No se trata de tolerancia sino de un complejo sentido político: de un cálculo de oportunidades y efectos ante la desesperación pública por el bloqueo de las carreteras y la violencia cometida contra los edificios de partidos y burocracias, las propiedades privadas, las universidades y la gente común y corriente. Pero tras ese cálculo podría estar rondando la idea, quizás, de dejar correr la violencia hasta el punto en que la sociedad —expresada en algunos medios, en una lista de abajofirmantes y en un colectivo de buenas conciencias y organizaciones sociales— pida abiertamente una escalada de represión.

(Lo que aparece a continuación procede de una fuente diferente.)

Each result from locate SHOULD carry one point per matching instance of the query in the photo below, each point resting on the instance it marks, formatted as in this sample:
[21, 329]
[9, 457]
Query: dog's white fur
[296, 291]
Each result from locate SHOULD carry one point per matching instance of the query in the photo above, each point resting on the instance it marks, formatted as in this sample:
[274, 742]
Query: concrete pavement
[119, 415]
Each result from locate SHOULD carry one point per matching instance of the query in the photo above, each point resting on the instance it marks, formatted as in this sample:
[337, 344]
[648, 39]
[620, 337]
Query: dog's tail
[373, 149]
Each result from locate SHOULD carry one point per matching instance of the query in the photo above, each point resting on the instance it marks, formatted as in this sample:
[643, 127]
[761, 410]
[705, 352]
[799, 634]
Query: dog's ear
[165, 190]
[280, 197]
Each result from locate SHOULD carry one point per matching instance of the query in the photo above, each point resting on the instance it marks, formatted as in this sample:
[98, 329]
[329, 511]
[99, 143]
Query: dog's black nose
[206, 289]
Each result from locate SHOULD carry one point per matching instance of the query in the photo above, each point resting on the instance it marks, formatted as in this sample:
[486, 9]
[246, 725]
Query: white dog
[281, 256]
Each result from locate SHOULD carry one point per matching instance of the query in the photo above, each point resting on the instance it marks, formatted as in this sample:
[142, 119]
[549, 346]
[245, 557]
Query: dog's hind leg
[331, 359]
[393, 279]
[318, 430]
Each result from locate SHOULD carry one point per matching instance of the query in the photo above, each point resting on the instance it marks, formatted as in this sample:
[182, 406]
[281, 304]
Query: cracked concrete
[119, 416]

No estoy sugiriendo que los gobiernos sigan cruzados de brazos, ni que confíen sin más en el deterioro paulatino de la fuerza de los violentos. Lo que me preocupa es que hayan
cruzado los brazos durante un lapso tan largo, mientras la escalada de violencia (que no me atrevo a llamar social, porque ni esos grupos ni sus estrategias representan realmente a la sociedad) se va desdoblando en Guerrero, en Michoacán, en las universidades de la ciudad de México —y poco a poco, en otros lugares de la república—. Esa parsimonia me hace pensar en la serenidad del dinamitero mientras junta la pólvora. Pero en este caso, quien reúne la pólvora no controla la mecha ni el fuego para encenderla.
Del otro lado, es obvio que los violentos están esperando —y hasta pidiendo— la represión del gobierno. No es indispensable contar con una gran perspicacia para llegar a esa conclusión, luego de escuchar sus discursos y de observar la provocación que define sus tácticas. Los violentos parecen estar buscando eso mismo: violencia para construir un argumento político válido para justificarse a sí mismos. Porque ahora mismo no hay razones bastantes para oponerse a una reforma educativa que todavía está en pañales, ni para declarar la privatización de la educación pública ni, mucho menos, para agraviar a la UNAM y vulnerar la educación pública superior —que es lo mejor que tenemos en México—.
El problema es que esa dinámica está enviando un mensaje de impunidad —que es también la vulneración de nuestro derecho de convivir pacíficamente— que puede acabar calando muy hondo en la conciencia social. Y es que la impunidad que está detrás de los hechos que hemos atestiguado en los últimos meses no sólo se reproduce en las marchas, los bloqueos y las tomas de edificios públicos, sino que también está presente en muchas otras formas de violencia cotidiana que se quedan impunes sistemáticamente. Mientras el gobierno calcula y los violentos escalan, el resto de la sociedad advierte, con razón, que las leyes sólo se cumplen entre quienes no pueden comprarlas, negociarlas o desafiarlas con la fuerza, la influencia o el sigilo oportunos.
No obstante, toda la violencia que hemos vivido en México en los últimos años —tanto por el crimen como por la política mal entendida— tiene nombres y apellidos: responsables de carne y hueso, tan humanos como las víctimas que la han padecido. En esta delicada materia no hay sustantivos colectivos que valgan: los maestros, la CNTE, la CETEG, los estudiantes, los normalistas o, de otro lado, el crimen organizado, los cárteles, los sicarios, etcétera, no son más que coberturas para el anonimato de los violentos y medios para eludir, en el tumulto y la masa, la responsabilidad específica que cada quien debe asumir por sus actos.
Toda acción colectiva está formada por decisiones individuales, mientras que la impunidad es la derrota de la responsabilidad personal. El gobierno no tiene que cruzarse de brazos hasta encontrar el momento oportuno para imponer orden y salir bien librado del paso, sino romper la impunidad del anonimato, caso por caso, a la luz del día y con la ley en la mano.